De plus, l’allégation contenue dans sa décision concernant le prétendu « manque total de coopération internationale de la part des autorités burundaises » indique clairement que la Cour n’agit pas de manière impartiale, car elle veut aller jusqu’à ternir davantage l’image internationale du Burundi. Au cours de l’examen préliminaire, le Burundi a fourni des informations sur la base desquelles la Chambre a même formulé les conclusions concernant les mesures prises par le Burundi pour enquêter et poursuivre. La décision prise par la Chambre concernant le manque de coopération internationale à ce stade, est preuve de l’influence politique extérieure au sein de la CPI ainsi que le biais et le manque d’impartialité.

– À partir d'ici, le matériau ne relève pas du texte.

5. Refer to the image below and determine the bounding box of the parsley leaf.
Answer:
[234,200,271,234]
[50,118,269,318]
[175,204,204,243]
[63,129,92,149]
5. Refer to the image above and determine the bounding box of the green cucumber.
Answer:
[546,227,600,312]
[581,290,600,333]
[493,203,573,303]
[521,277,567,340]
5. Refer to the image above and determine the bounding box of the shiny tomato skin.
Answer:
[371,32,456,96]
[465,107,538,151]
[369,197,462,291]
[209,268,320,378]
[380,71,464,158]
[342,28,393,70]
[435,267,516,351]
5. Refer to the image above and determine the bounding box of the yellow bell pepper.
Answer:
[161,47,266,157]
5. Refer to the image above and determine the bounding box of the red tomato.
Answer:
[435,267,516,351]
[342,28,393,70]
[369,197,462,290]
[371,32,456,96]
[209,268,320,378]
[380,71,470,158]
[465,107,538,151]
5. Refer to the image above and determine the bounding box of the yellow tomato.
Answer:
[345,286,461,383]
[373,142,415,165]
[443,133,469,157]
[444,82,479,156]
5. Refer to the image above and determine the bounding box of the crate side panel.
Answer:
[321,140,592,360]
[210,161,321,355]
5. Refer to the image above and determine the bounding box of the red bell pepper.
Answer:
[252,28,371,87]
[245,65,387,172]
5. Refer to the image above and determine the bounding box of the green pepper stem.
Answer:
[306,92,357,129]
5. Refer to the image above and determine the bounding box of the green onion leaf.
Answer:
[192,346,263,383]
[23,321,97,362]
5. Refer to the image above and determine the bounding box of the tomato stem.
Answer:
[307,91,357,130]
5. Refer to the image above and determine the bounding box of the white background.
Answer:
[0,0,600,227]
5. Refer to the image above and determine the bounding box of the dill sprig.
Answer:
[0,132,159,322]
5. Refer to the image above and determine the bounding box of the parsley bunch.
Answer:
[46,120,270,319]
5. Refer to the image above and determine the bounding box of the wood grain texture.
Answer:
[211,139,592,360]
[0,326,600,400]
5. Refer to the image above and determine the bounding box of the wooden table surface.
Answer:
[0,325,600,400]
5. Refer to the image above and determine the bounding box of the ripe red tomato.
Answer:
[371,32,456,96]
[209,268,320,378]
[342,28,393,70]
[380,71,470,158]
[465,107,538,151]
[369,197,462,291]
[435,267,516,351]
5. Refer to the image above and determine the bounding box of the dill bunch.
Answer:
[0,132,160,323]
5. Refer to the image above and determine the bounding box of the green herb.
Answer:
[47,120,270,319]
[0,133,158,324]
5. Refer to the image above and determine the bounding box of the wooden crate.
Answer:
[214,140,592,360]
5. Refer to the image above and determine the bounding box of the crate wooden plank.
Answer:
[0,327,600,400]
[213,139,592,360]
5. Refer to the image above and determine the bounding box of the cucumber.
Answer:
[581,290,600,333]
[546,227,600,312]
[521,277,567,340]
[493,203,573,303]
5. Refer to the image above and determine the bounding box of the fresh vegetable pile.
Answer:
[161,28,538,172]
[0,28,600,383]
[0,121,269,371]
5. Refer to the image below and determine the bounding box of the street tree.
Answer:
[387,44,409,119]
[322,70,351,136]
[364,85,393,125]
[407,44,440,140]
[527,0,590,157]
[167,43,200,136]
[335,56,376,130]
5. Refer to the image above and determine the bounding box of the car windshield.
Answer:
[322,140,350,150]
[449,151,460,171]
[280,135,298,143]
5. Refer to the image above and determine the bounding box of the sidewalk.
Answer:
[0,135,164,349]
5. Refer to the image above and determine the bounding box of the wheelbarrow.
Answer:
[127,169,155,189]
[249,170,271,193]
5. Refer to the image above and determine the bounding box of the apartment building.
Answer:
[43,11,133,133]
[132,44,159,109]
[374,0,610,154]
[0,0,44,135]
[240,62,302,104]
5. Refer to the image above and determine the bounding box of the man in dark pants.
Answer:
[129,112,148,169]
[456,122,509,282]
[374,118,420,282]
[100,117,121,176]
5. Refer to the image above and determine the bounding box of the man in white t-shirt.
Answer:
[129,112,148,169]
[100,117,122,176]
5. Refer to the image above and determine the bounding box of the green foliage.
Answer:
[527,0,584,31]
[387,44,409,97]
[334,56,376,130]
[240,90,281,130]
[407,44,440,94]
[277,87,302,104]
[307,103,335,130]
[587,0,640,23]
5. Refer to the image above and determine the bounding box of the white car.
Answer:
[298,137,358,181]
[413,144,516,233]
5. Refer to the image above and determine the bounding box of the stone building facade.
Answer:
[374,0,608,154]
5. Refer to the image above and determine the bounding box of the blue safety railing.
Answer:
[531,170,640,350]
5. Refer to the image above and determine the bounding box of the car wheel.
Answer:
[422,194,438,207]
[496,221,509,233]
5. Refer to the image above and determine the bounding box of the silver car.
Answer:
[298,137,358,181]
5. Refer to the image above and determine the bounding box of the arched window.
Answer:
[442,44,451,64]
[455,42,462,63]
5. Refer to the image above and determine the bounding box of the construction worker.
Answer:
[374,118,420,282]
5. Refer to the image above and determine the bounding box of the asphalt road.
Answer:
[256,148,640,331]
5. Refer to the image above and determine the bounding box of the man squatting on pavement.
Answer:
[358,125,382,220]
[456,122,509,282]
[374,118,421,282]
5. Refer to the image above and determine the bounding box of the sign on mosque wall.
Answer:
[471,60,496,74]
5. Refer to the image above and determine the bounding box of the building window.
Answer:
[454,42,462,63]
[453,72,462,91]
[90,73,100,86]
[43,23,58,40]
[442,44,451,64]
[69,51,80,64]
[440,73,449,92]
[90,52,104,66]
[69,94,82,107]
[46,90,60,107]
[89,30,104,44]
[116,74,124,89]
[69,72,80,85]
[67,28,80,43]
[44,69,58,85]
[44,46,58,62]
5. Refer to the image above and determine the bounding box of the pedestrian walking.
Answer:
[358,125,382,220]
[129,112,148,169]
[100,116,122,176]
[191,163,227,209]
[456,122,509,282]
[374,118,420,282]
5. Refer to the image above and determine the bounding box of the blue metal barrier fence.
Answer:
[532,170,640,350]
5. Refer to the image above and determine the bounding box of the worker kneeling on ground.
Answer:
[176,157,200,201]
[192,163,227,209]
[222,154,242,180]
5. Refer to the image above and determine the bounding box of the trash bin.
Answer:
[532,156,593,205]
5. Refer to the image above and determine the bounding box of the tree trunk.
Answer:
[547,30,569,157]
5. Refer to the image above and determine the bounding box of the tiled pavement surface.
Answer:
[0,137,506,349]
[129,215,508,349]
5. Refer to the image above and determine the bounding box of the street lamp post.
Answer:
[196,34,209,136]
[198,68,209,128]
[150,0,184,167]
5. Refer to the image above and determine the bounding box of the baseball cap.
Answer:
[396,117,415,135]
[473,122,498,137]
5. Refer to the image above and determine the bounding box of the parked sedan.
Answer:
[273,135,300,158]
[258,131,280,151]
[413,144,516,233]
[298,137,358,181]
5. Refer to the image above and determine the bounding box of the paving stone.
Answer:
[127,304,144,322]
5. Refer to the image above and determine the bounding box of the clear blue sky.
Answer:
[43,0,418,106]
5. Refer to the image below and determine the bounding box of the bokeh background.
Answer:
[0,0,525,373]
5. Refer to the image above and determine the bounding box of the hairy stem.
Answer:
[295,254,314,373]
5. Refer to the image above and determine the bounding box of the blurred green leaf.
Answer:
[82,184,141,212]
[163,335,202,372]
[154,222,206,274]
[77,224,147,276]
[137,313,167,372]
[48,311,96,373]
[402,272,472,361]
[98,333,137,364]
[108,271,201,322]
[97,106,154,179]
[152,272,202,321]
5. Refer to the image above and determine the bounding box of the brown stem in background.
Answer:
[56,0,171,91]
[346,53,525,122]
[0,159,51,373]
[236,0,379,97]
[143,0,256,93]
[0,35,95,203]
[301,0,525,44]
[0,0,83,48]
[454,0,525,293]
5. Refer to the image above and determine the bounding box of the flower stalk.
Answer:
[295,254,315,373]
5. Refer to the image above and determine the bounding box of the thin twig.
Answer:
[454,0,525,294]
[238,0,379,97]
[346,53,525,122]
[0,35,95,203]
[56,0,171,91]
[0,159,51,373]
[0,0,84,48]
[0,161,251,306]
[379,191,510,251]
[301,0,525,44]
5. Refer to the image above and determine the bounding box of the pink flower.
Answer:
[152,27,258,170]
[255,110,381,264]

En ce qui concerne l’article 127 qui traite de la coopération après le retrait, la Décision note que « dans l’ensemble, l’article 127 (2) du Statut donne effet au principe énoncé à l’article 70 (1) (b) de la Convention de Vienne sur le droit des traités dispose que la dénonciation d’un traité « n’affecte aucun droit, obligation ou situation juridique des parties créées par l’exécution du traité avant son extinction ». »
Il est insoutenable que la Cour s’attende à violer les droits du Burundi en vertu de l’article 18 tout en s’attendant à ce qu’elle respecte les obligations prévues à l’article 127, et particulièrement lorsque le Burundi n’est informé de ces obligations qu’après son retrait. La décision autorisant l’enquête aurait été publiée le 25 octobre 2017. La seule notification reçue par le Burundi était celle diffusée par les médias le 9 novembre 2017. L’article 18 du Statut de Rome était violé de manière injustifiée.
La décision manque de soutien juridique, et dans le contenu, elle est motivée par des considérations politiques. En outre, il va bouleverser les efforts en cours en faveur de la paix, de la réconciliation et de la justice déployés par le Conseil de sécurité des Nations Unies, l’Union africaine et la Communauté de l’Afrique de l’Est (EAC). Bien que le Gouvernement de la République du Burundi reste guidé par les principes et les valeurs fondamentaux qui ont fondé la CPI, y compris l’état de droit et la lutte contre l’impunité, le Gouvernement du Burundi reste également déterminé à exercer ses droits en tant que pays souverain.
De ce qui précède, l’Ambassade de la République du Burundi à la Haye saisit cette occasion pour porter à la connaissance de l’opinion internationale que le Burundi ne coopérera jamais avec la CPI sur cette enquête.